Semula aku hanya cairan, menerobos masuk dalam kandungan. Berbulan-bulan aku di sana, bergerak bermetamorfosa. Gelap tanpa cahaya, sendiri tanpa saudara.
Sembilan bulan berlalu. Dorongan kuat menghempasku. Menuntunku ke lubang kecil, yang semula aku masuki. Sudah nasibku, masuk didorong, keluar didorong.
Dari proses masuk dan keluarnya aku, ada perempuan menahan perih, robek bagian tubuhnya. Ada luka, ada suka. Ada derita, ada bahagia. Cemas bercampur harap. Pada satu hentakan terakhir, aku terlahir.
Kilauan lampu silaukan mataku. Aku menangis gelisah, orang-orang malah sumringah. Kulihat perempuan cantik terkulai lemas. Lelaki di sampingnya mendekatiku, melantunkan sesuatu di kupingku, ia mengazaniku. Doktrin ketauhidan, di awal kelahiran.
Hari-hari berlalu. Panca indraku kian berfungsi, mereaksi dan mempersepsi. Tapi aku masih begitu rapuh, tak mampu berjalan apalagi berlari. Hanya berpindah dari gendongan ke pangkuan.
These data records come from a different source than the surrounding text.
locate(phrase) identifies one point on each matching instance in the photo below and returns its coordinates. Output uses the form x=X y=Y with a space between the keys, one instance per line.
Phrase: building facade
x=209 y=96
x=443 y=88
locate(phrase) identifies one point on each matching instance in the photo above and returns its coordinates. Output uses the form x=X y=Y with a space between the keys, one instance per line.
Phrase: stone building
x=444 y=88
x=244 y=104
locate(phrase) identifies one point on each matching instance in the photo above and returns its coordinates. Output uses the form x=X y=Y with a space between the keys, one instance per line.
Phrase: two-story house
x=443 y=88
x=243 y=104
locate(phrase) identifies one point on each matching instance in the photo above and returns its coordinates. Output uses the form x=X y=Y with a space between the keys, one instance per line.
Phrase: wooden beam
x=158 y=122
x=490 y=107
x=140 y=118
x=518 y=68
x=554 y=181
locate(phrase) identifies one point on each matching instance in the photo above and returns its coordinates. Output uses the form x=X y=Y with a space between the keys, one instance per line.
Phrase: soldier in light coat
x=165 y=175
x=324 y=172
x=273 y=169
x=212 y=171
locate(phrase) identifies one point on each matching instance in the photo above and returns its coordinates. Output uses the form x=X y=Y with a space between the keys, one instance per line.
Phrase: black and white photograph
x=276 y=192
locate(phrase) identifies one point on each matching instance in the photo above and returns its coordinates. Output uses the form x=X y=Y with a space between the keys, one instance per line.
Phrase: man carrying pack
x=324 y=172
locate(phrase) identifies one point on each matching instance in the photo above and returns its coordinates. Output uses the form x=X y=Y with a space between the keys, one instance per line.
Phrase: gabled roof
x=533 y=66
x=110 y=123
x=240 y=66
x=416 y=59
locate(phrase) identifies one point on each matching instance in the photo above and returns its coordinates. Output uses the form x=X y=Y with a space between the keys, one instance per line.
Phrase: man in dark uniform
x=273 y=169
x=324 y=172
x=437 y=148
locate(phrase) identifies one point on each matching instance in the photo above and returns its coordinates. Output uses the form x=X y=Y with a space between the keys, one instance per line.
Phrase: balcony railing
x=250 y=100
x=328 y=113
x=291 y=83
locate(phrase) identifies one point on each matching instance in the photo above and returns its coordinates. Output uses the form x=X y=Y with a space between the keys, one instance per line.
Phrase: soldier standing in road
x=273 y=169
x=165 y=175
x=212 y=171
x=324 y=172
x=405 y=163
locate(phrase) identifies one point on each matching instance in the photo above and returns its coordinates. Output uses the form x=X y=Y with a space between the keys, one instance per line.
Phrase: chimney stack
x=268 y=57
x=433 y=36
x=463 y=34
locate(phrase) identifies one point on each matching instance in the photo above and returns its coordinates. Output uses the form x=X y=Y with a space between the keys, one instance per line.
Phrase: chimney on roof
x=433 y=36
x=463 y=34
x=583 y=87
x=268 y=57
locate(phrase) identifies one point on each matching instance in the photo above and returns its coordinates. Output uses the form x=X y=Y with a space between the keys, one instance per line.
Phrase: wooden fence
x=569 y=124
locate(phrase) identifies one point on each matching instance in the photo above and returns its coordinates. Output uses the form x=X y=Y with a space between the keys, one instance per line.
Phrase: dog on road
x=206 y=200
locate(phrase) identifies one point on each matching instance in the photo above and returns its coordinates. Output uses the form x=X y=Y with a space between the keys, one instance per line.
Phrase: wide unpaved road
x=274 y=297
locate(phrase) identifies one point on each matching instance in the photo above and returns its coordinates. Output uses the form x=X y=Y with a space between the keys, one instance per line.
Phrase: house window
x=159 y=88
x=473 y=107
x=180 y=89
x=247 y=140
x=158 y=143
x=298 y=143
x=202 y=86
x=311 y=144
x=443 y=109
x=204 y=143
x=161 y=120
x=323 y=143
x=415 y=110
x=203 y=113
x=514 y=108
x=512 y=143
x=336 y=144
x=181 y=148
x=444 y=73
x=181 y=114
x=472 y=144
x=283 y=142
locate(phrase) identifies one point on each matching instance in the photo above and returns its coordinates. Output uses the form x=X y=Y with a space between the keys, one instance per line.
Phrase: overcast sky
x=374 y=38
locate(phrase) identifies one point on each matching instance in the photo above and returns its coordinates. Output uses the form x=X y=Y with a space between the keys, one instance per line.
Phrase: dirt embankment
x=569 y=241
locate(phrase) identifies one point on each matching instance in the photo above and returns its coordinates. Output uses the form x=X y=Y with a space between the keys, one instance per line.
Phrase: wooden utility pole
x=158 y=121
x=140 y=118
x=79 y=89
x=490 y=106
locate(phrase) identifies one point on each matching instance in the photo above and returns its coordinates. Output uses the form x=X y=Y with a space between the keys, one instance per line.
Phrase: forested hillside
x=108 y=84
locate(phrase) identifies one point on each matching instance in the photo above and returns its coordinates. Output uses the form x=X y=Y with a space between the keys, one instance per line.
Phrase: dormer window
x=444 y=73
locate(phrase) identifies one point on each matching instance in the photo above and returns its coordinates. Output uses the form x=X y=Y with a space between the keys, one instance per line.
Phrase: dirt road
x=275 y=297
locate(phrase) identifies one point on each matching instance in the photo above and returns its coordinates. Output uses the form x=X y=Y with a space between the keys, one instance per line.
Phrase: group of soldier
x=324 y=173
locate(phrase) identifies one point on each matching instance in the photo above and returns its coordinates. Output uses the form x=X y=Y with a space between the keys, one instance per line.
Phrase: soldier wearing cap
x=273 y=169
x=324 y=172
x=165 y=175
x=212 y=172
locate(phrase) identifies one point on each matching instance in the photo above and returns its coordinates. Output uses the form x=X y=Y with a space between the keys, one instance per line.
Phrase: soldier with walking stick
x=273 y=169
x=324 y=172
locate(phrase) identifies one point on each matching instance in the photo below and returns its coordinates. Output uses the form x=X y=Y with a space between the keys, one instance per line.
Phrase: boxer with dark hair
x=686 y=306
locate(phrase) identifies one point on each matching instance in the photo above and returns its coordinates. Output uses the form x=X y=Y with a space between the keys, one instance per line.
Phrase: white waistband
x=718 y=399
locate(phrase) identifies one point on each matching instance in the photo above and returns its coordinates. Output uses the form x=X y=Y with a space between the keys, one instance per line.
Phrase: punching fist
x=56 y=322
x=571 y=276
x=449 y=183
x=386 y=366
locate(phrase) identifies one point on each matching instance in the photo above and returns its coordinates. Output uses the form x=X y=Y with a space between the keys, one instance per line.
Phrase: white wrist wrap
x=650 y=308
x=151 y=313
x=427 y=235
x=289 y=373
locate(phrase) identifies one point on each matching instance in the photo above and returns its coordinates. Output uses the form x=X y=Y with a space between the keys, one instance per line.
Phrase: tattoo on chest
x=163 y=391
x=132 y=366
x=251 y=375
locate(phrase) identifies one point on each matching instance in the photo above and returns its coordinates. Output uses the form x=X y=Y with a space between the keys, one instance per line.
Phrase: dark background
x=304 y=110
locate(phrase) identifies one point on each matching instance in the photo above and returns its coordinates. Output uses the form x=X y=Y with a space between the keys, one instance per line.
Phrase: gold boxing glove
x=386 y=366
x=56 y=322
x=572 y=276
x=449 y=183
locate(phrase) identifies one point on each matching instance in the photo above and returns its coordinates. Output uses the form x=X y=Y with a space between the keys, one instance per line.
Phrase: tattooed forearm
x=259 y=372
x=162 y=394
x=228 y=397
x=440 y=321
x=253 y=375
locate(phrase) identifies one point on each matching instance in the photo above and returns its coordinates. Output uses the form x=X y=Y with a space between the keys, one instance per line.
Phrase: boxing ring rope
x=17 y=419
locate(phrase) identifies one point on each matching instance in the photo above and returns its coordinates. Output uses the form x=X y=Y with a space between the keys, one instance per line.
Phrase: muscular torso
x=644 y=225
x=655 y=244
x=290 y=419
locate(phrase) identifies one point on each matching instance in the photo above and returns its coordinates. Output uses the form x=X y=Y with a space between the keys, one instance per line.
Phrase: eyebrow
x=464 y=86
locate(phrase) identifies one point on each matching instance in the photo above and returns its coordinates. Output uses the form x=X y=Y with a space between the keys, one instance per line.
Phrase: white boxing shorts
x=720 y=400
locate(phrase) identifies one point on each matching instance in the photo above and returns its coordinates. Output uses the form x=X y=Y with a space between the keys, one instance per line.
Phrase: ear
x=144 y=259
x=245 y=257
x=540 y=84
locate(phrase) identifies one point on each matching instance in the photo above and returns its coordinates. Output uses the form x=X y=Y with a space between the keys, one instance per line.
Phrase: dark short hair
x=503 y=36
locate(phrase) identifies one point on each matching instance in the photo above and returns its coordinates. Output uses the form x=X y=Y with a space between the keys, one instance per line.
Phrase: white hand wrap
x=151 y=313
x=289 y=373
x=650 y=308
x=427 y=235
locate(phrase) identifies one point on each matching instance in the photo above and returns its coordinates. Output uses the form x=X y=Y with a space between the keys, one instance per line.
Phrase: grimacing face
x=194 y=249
Masa-masa itu, kulalui hari dengan tidur. Sesekali menangis karena lapar. Ah, perempuan cantik itu begitu sigap. Mendengar tangisanku, ia langsung mendekap. Dengan nyanyian dan air susunya, aku kembali terlelap.
Waktu adalah aliran sungai, mengalir tanpa peduli. Kini aku di ujung belia. Usiaku bertambah, tidurku berkurang. Makan dan bebanku ikut bertambah. Pengetahuan dan kesadaranku, entah.
Lalu masuklah aku usia puluhan. Kulihat orang-orang berbincang, tentang alam, manusia dan Tuhan. Kulihat tua muda ibadah, rela mati demi agama.
Kuarahkan pandangan ke diriku. Kucermati identitasku. Ternyata aku sudah berbusana. Aku sudah beragama, sudah beriman dan meyakini Tuhan. Entah siapa yang kenakan busana-busana itu padaku, atau mungkin paksakan tanpa sadarku. Aku tak tahu.
Selaksa tanya menari dalam fantasi. Berlusin hari dipenuhi kontemplasi. Tuhan, alam, diri, iman bahkan kopi di hadapan, turut kurenungi. Evaluasi atas apa yang sudah kuyakini, dimulai.